After 10 years as an F-15 FS, our aircraft was re-distributed to units across the Air Force, and the 131st went from F-15’s to the B-2 Bomber at Whiteman Air Force Base. While the B-2 is the most advanced air-based weapons platform in the world, it goes without saying that supporting the B-2 was not nearly as fun as the F-15. Firstly, the B-2 does not do BFM. Instead, they do 24-hour missions. Secondly, it wouldn’t matter if they did BFM, because they also don’t let doctors take one of their 2 seats, pilots only! My time supporting B-2 bombers lasted only a few years, because my medical group became one of the first Air Guard units in the country to support a Critical Care Air transport Team (CCATT). CCATT consists of one physician (critical care or emergency medicine trained), one registered nurse, and one respiratory therapist. This 3-person team is equipped to care for up to six critical care patients at a time in the back of an aircraft (still not doing surgery in the back of an aircraft, but it’s a step closer). A team can support up to three ventilated patients (more with augmentation) along with three more seriously wounded or ill. CCATT also has the ability to perform nearly all stabilizing procedures you could do in an ED or ICU. This includes airway management, central venous and arterial lines, chest tubes, POCUS, pressers, blood products, etc.

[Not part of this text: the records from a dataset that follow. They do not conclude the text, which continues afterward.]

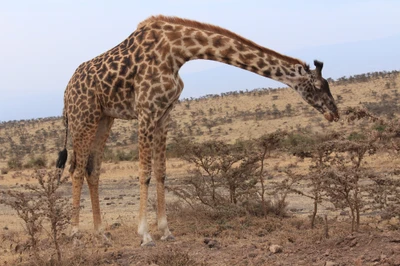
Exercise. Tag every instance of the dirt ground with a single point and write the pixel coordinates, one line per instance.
(204, 238)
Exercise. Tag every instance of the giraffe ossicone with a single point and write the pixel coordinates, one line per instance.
(138, 79)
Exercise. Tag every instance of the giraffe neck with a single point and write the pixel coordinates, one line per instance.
(190, 40)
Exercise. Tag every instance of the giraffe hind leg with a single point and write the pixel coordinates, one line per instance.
(159, 154)
(93, 167)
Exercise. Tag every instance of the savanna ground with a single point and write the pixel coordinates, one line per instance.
(214, 236)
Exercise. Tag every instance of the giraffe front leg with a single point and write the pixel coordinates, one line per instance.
(159, 157)
(77, 182)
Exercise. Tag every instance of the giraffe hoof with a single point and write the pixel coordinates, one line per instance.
(148, 244)
(168, 238)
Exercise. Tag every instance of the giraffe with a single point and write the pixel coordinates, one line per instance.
(139, 79)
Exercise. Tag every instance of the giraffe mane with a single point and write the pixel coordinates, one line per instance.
(225, 32)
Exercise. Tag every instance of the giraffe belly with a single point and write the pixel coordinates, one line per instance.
(120, 113)
(122, 110)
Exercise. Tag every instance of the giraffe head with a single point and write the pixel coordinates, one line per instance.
(315, 91)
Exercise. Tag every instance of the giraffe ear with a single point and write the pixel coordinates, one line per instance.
(319, 65)
(300, 70)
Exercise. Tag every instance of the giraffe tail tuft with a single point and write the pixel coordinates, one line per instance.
(62, 159)
(63, 155)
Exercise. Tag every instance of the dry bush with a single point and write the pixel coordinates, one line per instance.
(223, 173)
(39, 205)
(4, 171)
(172, 257)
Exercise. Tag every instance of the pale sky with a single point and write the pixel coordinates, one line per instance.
(43, 41)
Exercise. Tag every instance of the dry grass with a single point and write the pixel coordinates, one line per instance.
(205, 237)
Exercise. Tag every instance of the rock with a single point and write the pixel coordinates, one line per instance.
(211, 243)
(353, 243)
(275, 249)
(115, 225)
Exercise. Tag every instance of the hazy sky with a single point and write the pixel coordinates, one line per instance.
(42, 41)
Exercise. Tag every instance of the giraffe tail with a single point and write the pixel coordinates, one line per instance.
(63, 155)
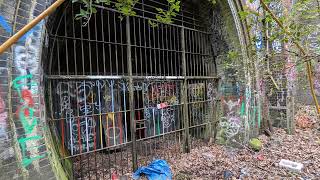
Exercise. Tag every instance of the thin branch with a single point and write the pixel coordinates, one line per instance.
(301, 50)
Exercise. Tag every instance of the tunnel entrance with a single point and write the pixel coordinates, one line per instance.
(120, 89)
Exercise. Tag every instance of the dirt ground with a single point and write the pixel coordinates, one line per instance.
(221, 162)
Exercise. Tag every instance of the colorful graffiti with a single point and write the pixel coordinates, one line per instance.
(3, 120)
(26, 114)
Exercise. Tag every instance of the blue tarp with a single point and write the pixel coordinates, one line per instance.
(157, 170)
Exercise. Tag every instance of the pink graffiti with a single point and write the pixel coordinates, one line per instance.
(27, 100)
(3, 119)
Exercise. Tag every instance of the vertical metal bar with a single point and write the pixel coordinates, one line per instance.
(74, 42)
(103, 44)
(97, 49)
(186, 147)
(115, 40)
(131, 98)
(66, 43)
(109, 41)
(90, 55)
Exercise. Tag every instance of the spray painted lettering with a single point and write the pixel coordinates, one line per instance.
(26, 114)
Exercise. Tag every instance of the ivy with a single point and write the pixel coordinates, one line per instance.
(126, 8)
(165, 17)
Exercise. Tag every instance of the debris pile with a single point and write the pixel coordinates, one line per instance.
(220, 162)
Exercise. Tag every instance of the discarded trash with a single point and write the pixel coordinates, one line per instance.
(260, 157)
(157, 170)
(227, 174)
(114, 176)
(293, 166)
(255, 144)
(162, 105)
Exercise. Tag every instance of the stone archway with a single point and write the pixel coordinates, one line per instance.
(28, 147)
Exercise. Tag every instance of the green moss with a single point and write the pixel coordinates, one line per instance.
(255, 144)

CCATT was used heavily during our conflicts in Iraq and Afghanistan to transport patients from hospitals near the point of injury to higher levels of care and eventually back to hospitals in the US and Germany. CCATT’s capability of taking relatively unstable patients to the levels of care needed for life-saving surgeries is partially credited with the high survival rates of individuals injured in our more recent conflicts. Currently, this concept is being pushed even further with teams performing missions in areas of active conflict to secure patients at the point of injury and rapidly transferring them to highly capable surgical teams near active areas of combat.

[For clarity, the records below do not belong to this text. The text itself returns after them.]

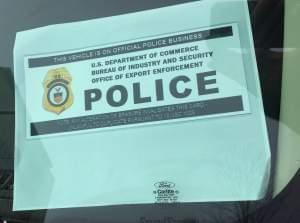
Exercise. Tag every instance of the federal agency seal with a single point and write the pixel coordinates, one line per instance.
(58, 95)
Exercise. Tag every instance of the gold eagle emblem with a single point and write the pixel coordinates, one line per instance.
(58, 95)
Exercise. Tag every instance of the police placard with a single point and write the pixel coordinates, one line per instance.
(141, 108)
(172, 77)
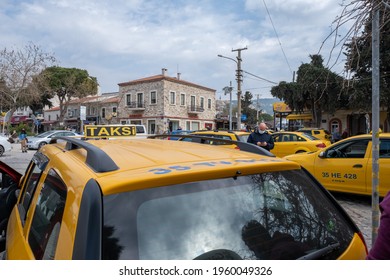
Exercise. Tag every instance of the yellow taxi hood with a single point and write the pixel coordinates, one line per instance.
(154, 162)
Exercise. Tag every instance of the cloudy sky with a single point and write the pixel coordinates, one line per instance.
(122, 40)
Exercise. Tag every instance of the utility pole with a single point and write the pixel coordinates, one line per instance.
(239, 80)
(375, 123)
(228, 90)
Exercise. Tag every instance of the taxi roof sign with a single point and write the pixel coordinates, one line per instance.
(109, 130)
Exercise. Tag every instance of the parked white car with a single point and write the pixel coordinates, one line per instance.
(5, 146)
(36, 142)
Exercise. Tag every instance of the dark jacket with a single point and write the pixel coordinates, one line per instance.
(255, 137)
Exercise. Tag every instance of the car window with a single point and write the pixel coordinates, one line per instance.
(384, 148)
(35, 169)
(46, 223)
(349, 149)
(186, 220)
(243, 138)
(29, 190)
(225, 137)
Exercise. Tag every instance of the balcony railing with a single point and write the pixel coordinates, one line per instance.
(136, 105)
(195, 109)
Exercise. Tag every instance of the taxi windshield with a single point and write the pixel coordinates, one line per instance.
(278, 215)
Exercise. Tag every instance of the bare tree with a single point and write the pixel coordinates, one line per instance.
(18, 71)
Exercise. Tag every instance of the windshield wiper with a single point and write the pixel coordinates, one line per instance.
(321, 252)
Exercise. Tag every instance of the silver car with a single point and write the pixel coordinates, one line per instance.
(5, 146)
(36, 142)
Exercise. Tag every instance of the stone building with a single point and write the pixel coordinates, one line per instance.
(163, 103)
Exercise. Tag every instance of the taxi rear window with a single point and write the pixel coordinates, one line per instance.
(236, 215)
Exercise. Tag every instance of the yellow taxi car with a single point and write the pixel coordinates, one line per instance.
(153, 199)
(288, 142)
(319, 133)
(346, 166)
(241, 136)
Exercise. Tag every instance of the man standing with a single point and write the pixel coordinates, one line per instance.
(261, 138)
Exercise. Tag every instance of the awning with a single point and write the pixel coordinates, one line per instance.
(299, 117)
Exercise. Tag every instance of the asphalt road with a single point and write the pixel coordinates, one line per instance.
(358, 207)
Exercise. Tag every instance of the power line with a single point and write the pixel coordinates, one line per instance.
(277, 36)
(260, 77)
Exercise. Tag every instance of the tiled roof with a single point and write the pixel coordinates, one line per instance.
(160, 78)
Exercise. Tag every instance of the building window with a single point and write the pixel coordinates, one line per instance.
(193, 103)
(128, 99)
(153, 97)
(172, 98)
(140, 100)
(182, 99)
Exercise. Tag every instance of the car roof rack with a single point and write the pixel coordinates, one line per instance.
(244, 146)
(97, 159)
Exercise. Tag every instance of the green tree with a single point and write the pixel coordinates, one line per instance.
(317, 89)
(19, 69)
(246, 108)
(66, 84)
(359, 64)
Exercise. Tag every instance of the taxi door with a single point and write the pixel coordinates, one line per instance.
(343, 167)
(282, 145)
(384, 169)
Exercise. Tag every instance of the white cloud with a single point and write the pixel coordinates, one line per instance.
(117, 41)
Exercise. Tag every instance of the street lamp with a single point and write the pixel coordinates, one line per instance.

After serving in the military since 1990, I will retire in June 2024 as a Lieutenant Colonel. My time in the Missouri Air National Guard, while time-consuming, was extremely fulfilling as well. As an EP, it can be especially challenging, because most units do drill during weekends, which means you’ll spend one of you coveted two weekends off on military duty. That said, I was able to serve locally, nationally, and internationally helping my neighbors in Missouri along with foreign nationals across the world. I’ve proved care and training in over a dozen countries, while getting a chance to break the sound barrier over the North Atlantic near Iceland. My service consumed a lot of weekends and cost me months of being away, I could not have done it without an understanding spouse who supported me and my family throughout, while still growing her own career as a PhD. Thanks to my wife Kristen and my kids Amanda, Jadee, and Drew for giving part of their time with me to their country.